Bare collisions sound abstract until someone weaponizes them:

2008 rogue CA certificate: Sotirov, Stevens, Appelbaum, Lenstra, Molnar, Osvik, and de Weger generated a pair of certificate signing requests that produced colliding MD5 hashes when one was for a normal website and the other was for a rogue intermediate CA. They got RapidSSL to sign the first. Because the MD5s collided, the signature was valid on both. They now had a CA cert browsers trusted.
2012 Flame malware: Suspected to be a nation-state operation. Used a chosen-prefix MD5 collision against the Microsoft Terminal Server Licensing Service certificate to forge a code-signing certificate trusted by Windows. The malware then masqueraded as a Microsoft update.
Many file integrity scanners still use MD5 in their default configurations. An attacker who can place a file in scanned storage can craft a "good" file and a "bad" file with the same MD5, then swap them after the scan.

Two flavors of collision attack matter in practice:

Identical-prefix: find two messages M1 and M2 that produce the same hash. Both messages are entirely under attacker control. Easy for MD5, expensive but feasible for SHA-1.
Chosen-prefix: given two arbitrary prefixes P1 and P2 (chosen by the victim), find suffixes S1 and S2 such that hash(P1||S1) = hash(P2||S2). This is what makes attacks on certificates work, because you cannot control the prefix; the CA does. Both MD5 and SHA-1 have practical chosen-prefix attacks.

SHAttered: SHA-1 Falls (2017)

On February 23, 2017, Google and CWI Amsterdam published the first SHA-1 collision: two PDF files with the same SHA-1 hash, different visible content. They named the attack SHAttered.

The collision used 9 quintillion (9.2 × 10^18) SHA-1 computations.
Cost on Google Cloud: about $110,000.
Compared to brute-force (2^80), the attack was 100,000x faster.
Compared to running on a single CPU, the attack would have taken 6,500 years.

By 2017, the browser industry had already been preparing for this. Chrome, Firefox, Edge, and Safari had all announced SHA-1 certificate rejection schedules between 2014 and 2017. The CA/Browser Forum had banned issuing new SHA-1 certificates after 2015. SHAttered was the long-predicted event for which everyone was ready.

In 2020, Leurent and Peyrin extended the attack to a chosen-prefix collision on SHA-1, costing about $45,000 of GPU time. This is the variant that breaks signature schemes. Anyone still depending on SHA-1 in 2026 has done so against persistent warnings.
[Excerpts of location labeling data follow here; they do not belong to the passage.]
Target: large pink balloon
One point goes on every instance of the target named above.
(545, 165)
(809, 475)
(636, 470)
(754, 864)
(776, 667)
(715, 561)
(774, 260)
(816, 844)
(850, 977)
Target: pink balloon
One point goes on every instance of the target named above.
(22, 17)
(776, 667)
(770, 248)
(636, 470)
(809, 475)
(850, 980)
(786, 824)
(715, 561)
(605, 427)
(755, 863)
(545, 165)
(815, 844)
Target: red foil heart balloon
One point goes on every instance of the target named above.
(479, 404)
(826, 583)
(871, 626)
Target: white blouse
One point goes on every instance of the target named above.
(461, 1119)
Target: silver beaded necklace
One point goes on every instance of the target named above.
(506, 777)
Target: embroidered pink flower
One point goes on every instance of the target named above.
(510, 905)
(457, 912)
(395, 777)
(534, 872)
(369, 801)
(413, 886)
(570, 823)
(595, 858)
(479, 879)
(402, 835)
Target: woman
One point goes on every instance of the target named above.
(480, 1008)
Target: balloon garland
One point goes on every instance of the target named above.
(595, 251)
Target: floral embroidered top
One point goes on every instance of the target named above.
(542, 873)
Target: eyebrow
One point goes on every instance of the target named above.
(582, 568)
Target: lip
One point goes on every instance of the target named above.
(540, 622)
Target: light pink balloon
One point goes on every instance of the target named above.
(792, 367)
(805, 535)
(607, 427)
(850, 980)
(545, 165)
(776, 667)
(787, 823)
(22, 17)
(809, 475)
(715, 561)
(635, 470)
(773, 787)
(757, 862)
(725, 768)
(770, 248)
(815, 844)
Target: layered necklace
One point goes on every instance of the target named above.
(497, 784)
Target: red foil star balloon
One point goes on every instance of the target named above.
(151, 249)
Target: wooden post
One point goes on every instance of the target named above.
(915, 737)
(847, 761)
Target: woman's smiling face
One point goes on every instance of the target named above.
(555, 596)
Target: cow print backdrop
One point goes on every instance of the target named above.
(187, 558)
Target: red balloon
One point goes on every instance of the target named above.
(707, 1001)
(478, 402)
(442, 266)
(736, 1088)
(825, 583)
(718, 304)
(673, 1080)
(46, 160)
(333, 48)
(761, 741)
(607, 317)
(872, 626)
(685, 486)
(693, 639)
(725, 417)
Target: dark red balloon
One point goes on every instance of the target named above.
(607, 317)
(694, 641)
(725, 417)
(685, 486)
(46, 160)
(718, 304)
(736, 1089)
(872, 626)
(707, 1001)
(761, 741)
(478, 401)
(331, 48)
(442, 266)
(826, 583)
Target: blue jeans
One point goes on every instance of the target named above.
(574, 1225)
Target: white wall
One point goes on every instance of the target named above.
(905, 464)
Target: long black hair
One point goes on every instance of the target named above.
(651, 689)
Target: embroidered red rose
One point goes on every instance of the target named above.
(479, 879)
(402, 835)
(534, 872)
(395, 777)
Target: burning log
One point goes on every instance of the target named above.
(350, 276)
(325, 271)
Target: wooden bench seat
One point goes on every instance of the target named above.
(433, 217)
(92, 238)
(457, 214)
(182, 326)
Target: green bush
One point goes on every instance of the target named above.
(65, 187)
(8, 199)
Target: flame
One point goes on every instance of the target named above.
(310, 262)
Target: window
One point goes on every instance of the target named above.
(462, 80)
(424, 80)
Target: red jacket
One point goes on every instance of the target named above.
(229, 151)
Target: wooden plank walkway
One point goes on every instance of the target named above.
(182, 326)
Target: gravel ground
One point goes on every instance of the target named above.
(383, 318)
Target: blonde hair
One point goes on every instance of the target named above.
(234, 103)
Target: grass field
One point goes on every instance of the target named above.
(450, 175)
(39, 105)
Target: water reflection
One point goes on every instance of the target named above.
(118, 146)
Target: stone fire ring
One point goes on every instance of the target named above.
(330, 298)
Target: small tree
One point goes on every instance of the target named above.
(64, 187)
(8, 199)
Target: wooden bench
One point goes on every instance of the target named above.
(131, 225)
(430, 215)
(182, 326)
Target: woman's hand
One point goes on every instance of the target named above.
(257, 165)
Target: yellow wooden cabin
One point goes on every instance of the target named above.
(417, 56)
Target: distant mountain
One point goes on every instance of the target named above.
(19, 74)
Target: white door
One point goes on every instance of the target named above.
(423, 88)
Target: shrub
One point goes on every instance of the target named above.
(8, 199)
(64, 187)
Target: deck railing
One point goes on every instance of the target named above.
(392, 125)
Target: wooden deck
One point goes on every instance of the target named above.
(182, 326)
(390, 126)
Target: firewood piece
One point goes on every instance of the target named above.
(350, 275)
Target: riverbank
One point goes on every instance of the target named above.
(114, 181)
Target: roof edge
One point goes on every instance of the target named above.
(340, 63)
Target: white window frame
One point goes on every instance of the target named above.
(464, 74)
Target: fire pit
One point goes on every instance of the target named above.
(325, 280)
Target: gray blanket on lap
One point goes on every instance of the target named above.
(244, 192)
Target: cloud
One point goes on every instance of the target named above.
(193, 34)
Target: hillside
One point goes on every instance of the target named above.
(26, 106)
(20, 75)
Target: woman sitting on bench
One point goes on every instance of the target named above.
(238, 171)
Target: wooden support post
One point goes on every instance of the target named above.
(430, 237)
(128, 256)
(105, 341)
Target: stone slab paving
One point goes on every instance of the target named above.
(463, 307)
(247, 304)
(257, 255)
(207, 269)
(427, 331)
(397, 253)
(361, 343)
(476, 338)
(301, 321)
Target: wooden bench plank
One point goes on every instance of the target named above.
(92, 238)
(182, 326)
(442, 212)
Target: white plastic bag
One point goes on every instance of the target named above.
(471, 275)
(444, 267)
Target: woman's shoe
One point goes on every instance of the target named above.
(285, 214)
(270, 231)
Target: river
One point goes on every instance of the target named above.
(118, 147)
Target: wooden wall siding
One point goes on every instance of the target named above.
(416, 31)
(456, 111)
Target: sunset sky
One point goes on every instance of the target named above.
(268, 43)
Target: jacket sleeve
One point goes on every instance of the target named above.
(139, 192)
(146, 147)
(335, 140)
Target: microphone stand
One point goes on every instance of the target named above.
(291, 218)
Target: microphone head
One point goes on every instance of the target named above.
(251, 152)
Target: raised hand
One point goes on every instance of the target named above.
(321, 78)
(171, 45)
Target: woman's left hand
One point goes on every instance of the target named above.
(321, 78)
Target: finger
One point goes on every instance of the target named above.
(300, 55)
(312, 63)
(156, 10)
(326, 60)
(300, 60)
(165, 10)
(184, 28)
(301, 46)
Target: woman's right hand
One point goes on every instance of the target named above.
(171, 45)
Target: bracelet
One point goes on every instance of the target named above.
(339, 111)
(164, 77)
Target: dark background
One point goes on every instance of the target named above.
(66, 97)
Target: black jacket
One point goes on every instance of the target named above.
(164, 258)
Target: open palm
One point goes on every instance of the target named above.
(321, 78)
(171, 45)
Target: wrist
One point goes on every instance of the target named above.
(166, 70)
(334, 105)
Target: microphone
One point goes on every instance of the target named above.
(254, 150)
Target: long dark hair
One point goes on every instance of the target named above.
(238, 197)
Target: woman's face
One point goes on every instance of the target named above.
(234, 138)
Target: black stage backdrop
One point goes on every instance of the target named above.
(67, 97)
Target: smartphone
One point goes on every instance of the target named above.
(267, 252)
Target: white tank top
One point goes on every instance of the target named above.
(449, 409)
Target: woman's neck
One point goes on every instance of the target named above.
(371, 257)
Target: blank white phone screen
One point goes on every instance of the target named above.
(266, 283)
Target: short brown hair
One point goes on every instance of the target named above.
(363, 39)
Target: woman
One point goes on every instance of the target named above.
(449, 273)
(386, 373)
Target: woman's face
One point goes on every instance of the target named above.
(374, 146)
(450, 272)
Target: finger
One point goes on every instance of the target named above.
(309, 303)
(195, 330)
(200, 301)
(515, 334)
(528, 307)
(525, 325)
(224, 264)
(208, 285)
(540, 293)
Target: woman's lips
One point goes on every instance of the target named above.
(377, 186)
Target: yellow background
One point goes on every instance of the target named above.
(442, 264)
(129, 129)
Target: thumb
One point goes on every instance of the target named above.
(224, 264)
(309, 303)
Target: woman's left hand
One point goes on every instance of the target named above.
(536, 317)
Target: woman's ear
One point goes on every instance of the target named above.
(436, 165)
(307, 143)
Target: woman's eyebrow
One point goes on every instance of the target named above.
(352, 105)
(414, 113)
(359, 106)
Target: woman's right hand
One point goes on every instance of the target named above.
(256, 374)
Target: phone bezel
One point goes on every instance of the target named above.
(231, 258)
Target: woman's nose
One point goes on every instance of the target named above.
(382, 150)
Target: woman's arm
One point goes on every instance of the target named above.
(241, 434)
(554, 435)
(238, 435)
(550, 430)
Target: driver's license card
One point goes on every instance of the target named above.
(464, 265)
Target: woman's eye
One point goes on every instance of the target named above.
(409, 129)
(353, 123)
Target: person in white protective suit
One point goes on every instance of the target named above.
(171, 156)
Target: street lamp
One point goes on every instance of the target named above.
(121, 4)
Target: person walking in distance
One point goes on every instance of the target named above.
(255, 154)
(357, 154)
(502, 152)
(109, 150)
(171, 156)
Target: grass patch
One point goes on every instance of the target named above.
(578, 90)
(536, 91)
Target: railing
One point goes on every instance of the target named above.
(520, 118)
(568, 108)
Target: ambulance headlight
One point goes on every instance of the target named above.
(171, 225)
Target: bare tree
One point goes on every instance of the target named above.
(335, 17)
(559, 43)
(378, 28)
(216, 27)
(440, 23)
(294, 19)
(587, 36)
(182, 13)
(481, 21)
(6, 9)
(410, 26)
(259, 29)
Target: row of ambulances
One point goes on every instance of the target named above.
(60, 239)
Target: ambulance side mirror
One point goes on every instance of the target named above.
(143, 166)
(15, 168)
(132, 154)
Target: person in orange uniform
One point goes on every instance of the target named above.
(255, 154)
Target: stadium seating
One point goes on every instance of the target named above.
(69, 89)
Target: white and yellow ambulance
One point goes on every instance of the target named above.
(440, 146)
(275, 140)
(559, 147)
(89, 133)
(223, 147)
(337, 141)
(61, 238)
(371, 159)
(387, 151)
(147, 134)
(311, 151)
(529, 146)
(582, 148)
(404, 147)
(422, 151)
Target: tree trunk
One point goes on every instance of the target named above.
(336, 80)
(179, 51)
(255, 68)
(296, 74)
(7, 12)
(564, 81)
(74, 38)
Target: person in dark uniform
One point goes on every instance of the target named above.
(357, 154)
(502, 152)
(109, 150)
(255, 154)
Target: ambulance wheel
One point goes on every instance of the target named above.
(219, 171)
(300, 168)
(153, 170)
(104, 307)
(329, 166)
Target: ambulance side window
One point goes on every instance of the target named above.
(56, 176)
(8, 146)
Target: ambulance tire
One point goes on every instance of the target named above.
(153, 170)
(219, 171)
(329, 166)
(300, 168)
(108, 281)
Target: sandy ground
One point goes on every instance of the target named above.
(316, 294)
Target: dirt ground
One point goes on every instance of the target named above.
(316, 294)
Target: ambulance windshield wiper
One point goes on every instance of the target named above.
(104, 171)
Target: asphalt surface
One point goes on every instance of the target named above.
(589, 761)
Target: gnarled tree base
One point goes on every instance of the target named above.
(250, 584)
Defending Against Collision Attacks

Use bigger hashes. SHA-256 gives 128 bits of collision resistance, far beyond what any conceivable attacker can do. SHA-512 gives 256.
Use families with different internal structures. SHA-3 was standardized as a backup precisely so that a structural break in SHA-2 would not affect SHA-3.
Use hashes with chosen-prefix resistance proofs. The newest hash designs are evaluated against chosen-prefix attacks as a baseline requirement.
Pin the algorithm in protocol design. Many MD5 / SHA-1 attacks succeeded because the protocol allowed the hash function to be negotiated, and downgrade attacks selected the weakest option. Modern protocols hardcode SHA-256 or SHA-3.
Add a counter-collision step. Git, faced with the SHA-1 collision problem and unable to fully migrate yet, uses a tool called SHA-1DC (detect-collision) that watches for the specific block patterns used in known SHA-1 attacks and rejects them.